Hello! I've been working on some procedural low-poly terrain generation in my spare time. I generate a plane with random bumpy edges using an ArrayMesh, then extrude its vertices downward for some cliffs and upward for some grass along the edges. It's going pretty well!

When it's just one land mass, it looks perfect. However, if I generate a few landmasses and overlap them, there's one thing that bugs me: the grass along the edges extends just a little farther than I'd like.

This is because I'm just plopping each new land on top of the others. Grassy edges are generated last, so my current method is to check if each vertex is within the area of another land and then skip drawing the tris if it is. Of course, the problem with this is that each grass vertex isn't going to have its start and end points line up perfectly with the edge of another landmass, so the last grass it draws overshoots the corner.
There are two solutions I could see to this problem, but I'm not sure if either is possible.
Question 1: Is it possible to merge two array meshes together via GDScript? If I didn't have the edges of each landmass passing through each other, I could skip having to check positions entirely and just extrude the edges upwards. I'm pretty new to 3D so I'm not entirely sure of the validity/logistics of this.

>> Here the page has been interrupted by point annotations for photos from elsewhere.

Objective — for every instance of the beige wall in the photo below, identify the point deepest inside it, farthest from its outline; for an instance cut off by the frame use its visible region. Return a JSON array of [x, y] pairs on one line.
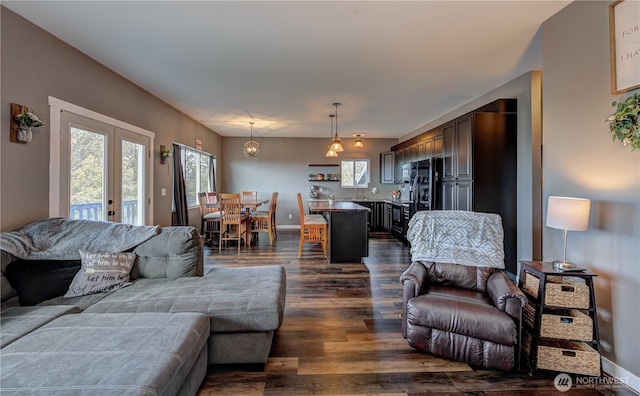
[[580, 160], [283, 166], [36, 65]]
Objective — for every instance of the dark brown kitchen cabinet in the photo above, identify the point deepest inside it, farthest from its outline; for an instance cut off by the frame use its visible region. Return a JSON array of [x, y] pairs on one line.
[[387, 167], [457, 195], [458, 137]]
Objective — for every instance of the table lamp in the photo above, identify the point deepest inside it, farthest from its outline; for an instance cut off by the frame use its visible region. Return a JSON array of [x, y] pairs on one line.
[[567, 214]]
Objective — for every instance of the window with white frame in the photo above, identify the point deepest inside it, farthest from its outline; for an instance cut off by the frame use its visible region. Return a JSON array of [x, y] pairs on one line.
[[354, 173], [197, 174]]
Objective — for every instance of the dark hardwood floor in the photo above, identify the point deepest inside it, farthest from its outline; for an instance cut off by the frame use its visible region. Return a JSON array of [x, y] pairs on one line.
[[341, 333]]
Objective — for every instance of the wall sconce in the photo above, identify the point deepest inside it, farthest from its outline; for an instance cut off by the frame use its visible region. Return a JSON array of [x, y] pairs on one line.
[[567, 214], [22, 120], [165, 154]]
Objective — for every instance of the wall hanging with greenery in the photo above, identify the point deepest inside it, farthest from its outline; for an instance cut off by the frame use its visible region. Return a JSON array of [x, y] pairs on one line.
[[624, 122]]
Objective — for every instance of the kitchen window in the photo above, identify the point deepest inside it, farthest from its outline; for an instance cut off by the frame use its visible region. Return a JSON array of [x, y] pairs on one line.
[[354, 173]]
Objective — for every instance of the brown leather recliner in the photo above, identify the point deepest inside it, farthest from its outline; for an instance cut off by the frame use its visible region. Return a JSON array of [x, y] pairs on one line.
[[462, 312]]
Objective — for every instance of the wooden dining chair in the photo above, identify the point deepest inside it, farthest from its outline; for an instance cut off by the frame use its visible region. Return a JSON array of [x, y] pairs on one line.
[[249, 197], [265, 221], [313, 228], [210, 217], [234, 222]]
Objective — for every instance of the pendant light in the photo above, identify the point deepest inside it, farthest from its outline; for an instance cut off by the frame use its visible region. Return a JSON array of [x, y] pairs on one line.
[[335, 145], [251, 148], [331, 152]]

Question 2: Is it possible to subtract from the edge mesh? I've seen videos on CSG Boxes and Meshes being able to subtract from one another, but I'm not sure about a) more complex shapes, or b) its ability to work with procedural Array Meshes. I tried applying my code to a CSG Mesh, but it just closed Godot.
Any info on either approach, or some other solution I didn't think of, is greatly appreciated. If you need me to go into more detail on anything, let me know!